Keith Simmons

Personal information
- Born: February 24, 1985 (age 41) Kingston, New York, U.S.
- Nationality: American / Turkish
- Listed height: 6 ft 5 in (1.96 m)
- Listed weight: 201 lb (91 kg)

Career information
- High school: Kingston (Kingston, New York)
- College: Holy Cross (2003–2007)
- NBA draft: 2007: undrafted
- Playing career: 2007–2016
- Position: Shooting guard / small forward

Career history
- 2007–2008: Kepez Belediyespor
- 2008–2009: Deutsche Bank Skyliners
- 2009–2016: Banvit

Career highlights
- Patriot League Player of the Year (2007); 3× First-team All-Patriot League (2005–2007); Patriot League tournament MVP (2007);

= Keith Simmons (basketball) =

American basketball player

Keith Matthew Simmons (born February 24, 1985) is an American former professional basketball player.
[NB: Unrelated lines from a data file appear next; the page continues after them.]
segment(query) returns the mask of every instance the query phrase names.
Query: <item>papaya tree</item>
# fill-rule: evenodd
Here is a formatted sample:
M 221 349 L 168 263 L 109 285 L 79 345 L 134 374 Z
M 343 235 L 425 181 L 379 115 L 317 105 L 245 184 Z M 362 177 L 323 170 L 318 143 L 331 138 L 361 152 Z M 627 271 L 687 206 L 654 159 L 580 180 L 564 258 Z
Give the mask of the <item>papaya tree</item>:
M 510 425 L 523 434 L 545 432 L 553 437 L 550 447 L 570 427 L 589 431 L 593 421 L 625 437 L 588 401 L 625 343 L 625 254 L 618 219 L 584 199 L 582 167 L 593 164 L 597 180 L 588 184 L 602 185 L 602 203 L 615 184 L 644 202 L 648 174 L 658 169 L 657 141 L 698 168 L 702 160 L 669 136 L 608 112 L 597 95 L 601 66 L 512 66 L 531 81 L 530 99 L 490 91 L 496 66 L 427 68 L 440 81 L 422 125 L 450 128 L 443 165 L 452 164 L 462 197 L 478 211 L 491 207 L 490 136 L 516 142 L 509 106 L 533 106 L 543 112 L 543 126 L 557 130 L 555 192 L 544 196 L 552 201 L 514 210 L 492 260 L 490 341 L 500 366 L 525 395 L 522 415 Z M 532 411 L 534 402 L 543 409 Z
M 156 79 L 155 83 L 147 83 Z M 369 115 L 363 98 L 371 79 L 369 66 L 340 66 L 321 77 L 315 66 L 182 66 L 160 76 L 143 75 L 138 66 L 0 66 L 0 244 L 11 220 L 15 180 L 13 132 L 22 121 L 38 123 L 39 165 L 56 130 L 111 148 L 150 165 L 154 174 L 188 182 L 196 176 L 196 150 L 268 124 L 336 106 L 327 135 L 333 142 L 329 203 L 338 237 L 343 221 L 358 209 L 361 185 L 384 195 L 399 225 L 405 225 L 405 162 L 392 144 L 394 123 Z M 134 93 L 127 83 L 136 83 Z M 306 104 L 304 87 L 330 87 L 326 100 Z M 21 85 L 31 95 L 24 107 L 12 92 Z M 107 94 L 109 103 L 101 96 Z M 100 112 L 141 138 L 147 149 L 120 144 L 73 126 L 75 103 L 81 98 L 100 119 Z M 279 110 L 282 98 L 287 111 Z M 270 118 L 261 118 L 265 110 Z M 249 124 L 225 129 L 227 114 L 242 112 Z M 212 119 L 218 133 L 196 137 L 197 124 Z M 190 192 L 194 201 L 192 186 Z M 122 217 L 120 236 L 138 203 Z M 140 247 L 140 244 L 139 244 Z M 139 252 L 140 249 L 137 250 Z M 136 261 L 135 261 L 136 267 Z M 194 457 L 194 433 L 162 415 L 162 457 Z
He also holds Turkish citizenship.

==College==
Simmons played for the Holy Cross Crusaders men's basketball team and won the 2007 Patriot League men's basketball tournament. Simmons was awarded Most Valuable Player of the final.

==Professional career==
In the summer of 2007, he signed a contract with Kepez Belediyespor of the Turkish Basketball League. In the summer of 2008, he signed with Deutsche Bank Skyliners of the Basketball Bundesliga. In the summer of 2009, he signed a contract with Banvit of the Turkish Basketball League.